Loren Gray – My Story
Teen pop from musical.ly star…
[Video]
[3.50]
Alex Clifton: I’ve been trying to figure out What the Kids Are Into this year, which has meant spending an ungodly amount of time of musical.ly compilation videos and not understanding the appeal of the platform. Most of the videos are lip-syncs or dances to sped-up versions of songs, so it feels less about the actual content of the music and more about the performance aspect. Loren Gray’s a regular fixture in these compilations, and to be honest I didn’t expect too much knowing she had a song coming out–after all, she’s made her name from lip-synching rather than singing. So “My Story” ended up being a pleasant surprise; it’s Radio Disney-friendly, but Gray has the vocal charisma for it and really, truly sounds like a 16-year-old trying to figure it out. She goes for gold at the end where she duets with herself with the prechorus and chorus playing simultaneously (which, honestly, is my kryptonite).

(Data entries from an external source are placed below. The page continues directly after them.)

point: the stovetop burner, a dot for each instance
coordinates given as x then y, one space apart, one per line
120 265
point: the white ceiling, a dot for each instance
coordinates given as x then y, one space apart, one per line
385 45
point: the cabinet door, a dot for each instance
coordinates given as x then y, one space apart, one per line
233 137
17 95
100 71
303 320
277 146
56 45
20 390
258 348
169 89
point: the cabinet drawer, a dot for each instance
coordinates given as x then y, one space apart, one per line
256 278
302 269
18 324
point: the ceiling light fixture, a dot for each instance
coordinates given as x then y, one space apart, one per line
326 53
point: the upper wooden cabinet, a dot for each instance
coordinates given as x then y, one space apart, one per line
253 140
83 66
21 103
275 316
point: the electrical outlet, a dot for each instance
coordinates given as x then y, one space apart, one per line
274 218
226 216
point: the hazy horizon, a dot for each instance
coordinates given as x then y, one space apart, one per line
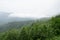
29 8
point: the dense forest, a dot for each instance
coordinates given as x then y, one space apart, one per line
38 30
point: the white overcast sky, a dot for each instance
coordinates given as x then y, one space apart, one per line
30 8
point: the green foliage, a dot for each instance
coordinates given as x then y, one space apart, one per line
47 30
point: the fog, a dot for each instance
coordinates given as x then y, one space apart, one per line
29 8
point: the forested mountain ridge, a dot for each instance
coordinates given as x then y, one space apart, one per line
49 30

We’ve yet to see what the rest of Gray’s career will look like, but honestly, it could be a lot worse.
[5]
Claire Biddles: I don’t mean to be snobby about social media ‘personalities’ who go on to launch pop careers (my favourite pop star is Troye Sivan!) but “My Story” is so asinine that it’s too easy to connect Loren Gray’s origin story — a series of viral lipsynch videos on musical.ly — with the distinct lack of personality present.
[1]
Edward Okulicz: I’d like this overview of a recurring dating/relationship nightmare life a lot more if it dug down and told the stories rather than summarising them. Gray might then sound like she had a bit more investment in the material.
[4]
Alfred Soto: She’s sixteen and sings like it — a good thing. Her inflections sound as if Gwen Stefani were her Stevie Nicks. In its mediated Caribbean-ness the tracks bear a passing resemblance to “Pass the Dutchie.” The problem is with the hook. What’s her “story”? What is she singing about?
[5]
Katherine St Asaph: A Lego-set tropical arrangement, melodic parts stripped from “Can’t Stop the Feeling” and lyrics that can’t decide whether they’re about dating bad boys (or at least the unspecified Radio Disney version of them) or dating your friends. But there’s a rickety charm to it, a throwback to when teenpop songs didn’t need to be ambitious.
[4]
Joshua Minsoo Kim: Wish there was more going on in the low end because “My Story” ends up sounding a bit too shrill to worth engaging. Even then, the generic lyrics and the vocal harmonies place this firmly as forgettable teen-pop and nothing more. Honestly, hearing songs from these young internet celebrities make me yearn for the appropriately awkward and less-manicured Ark Music Factory productions.